President Uhuru Kenyatta made the ambitious announcement Tuesday when he addressed the nation.
“We plan to vaccinate at least 10 million Kenyans by December 2021, and a total of 24 million Kenyans by the end of 2022,” he said.
Mr Kenyatta said the plan includes the delivery of 13 million Johnson and Johnson doses.
“We have secured the purchase of 10 million vaccine doses from Johnson and Johnson,” he said.
Mr Kenyatta said the country had managed to secure the vaccine consignment made up of 13 million doses for the price of 10 million doses.
“In the process of negotiating with the suppliers, we managed to secure 13 million doses for the price of 10 million doses,” said the president.
Mr Kenyatta said the first batch of the J&J vaccines will arrive in the country by August 2021.
He was delivering a status update on the COVID-19 pandemic when he made the remarks.
The head of state also announced plans to vaccinate at least 4 million young people once the vaccines are cleared for this age group.
“If the COVID-19 vaccines are cleared for use in children, we plan to vaccinate 4 million young people,” he said.
President Kenyatta’s announcement comes on the back of the signing of an agreement between Kenya and the World Bank for a Sh 14 billion or USD 130m loan for additional financing to procure COVID-19 vaccines.

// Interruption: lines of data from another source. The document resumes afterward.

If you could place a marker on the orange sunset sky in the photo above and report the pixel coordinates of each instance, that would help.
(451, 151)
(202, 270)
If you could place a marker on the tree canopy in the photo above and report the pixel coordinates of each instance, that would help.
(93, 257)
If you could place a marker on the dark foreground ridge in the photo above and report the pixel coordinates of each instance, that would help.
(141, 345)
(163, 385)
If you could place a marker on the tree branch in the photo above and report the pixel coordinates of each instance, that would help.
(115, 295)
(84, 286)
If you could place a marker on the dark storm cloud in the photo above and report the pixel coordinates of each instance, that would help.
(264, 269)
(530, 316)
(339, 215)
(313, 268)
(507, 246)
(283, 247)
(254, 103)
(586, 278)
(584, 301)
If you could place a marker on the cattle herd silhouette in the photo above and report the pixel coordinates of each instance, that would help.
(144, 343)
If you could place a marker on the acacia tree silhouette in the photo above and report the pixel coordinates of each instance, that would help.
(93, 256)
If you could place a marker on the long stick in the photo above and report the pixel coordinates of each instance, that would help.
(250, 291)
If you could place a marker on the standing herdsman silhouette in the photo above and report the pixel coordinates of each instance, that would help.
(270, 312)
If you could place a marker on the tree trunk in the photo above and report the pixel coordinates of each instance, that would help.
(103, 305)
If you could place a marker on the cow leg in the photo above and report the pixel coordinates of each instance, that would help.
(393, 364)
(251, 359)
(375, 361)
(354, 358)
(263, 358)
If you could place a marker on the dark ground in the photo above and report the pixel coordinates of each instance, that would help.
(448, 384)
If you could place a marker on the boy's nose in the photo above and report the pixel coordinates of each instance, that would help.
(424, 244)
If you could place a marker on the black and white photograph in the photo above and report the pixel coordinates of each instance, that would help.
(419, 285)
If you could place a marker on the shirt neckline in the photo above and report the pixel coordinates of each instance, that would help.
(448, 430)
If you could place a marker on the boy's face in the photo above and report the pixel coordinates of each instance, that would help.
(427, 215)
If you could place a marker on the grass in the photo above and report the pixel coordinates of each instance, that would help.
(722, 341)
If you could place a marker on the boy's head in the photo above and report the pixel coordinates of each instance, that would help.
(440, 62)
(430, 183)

Under the financing deal, the vaccines will be purchased via the African Union (AU) the multi-partner COVAX vaccine coalition.
Plans for the vaccination include the construction of 25 county vaccine stores as well as the equipping of 177 hospitals with vaccination storage equipment.
Currently, less than 2 percent of the country with a population of 51 million people is fully vaccinated.
Only 328, 848 adults have received the second dose of the Astra Zeneca vaccine that was purchased for the first phase of the vaccination campaign.
Meanwhile, the current COVID-19 caseload figures stand at 183, 603 reported infections and 3,621 deaths.
At the start of the vaccination drive that is meant to protect the people from severe the disease that often requires hospital admissions, oxygen supply and critical care, Kenya was getting its Astra Zeneca vaccine from the Serum Institute of Pune, India, under the brand name Covishield.
The campaign using the Astra Zeneca vaccine had been left in limbo following the decision by the Indian government to stop vaccine exports in the wake of a deadly local spike in COVID-19 cases.
Kenya has however received a welcome boost to the immunization drive following the South Sudanese and Danish government donations of more than 450,000 doses.
The 358,000 doses delivered by the Danish government via an Air France flight on June 21 have an expected useful duration or shelf life that ends on July 31, 2021.
With the arrival of the donations, the country’s COVID-19 vaccination program is back on course.
In the drive to give the country the much needed herd immunity, President Kenyatta seems determined not to rest on his current laurels.
He has also announced a plan to expand the country’s capacity for vaccine storage and production through the construction of a vaccine factory.
“To boost our production capacity, we plan to set up a vaccine component and storage facility that will enable us to store vaccine components,” said Mr Kenyatta.
According to the COVID-19 Task Force chair Dr Willis Akhwale, plans for vaccine production in the country are at “an early but promising stage”.
“We have begun the process of setting up a factory which includes drafting a business case and carrying out a feasibility study.
We are now looking for a manufacturer to partner with in the vaccine production,” Dr Akwhale told a local TV station recently.
Dr Akhwale said the government had identified a site for the factory and was looking for ways to finance the project.
According to AMREF Health Africa chief executive Dr Githinji Gitahi, setting up a factory would require considerable funding.
“We need the funds to set up the factory, which could be anywhere between 400 to 500 million USD,” said Dr Gitahi in Nairobi last week.
He added that the venture was not sustainable for the sole purpose of manufacturing COVID-19 vaccines.
“After the COVID-19 pandemic is contained, what else will we do with such a facility?
To make it economically sustainable, we have to think of bringing on board the manufacture of other vaccines, like the measles and polio vaccines that are commonly used in the country,” said Dr Gitahi.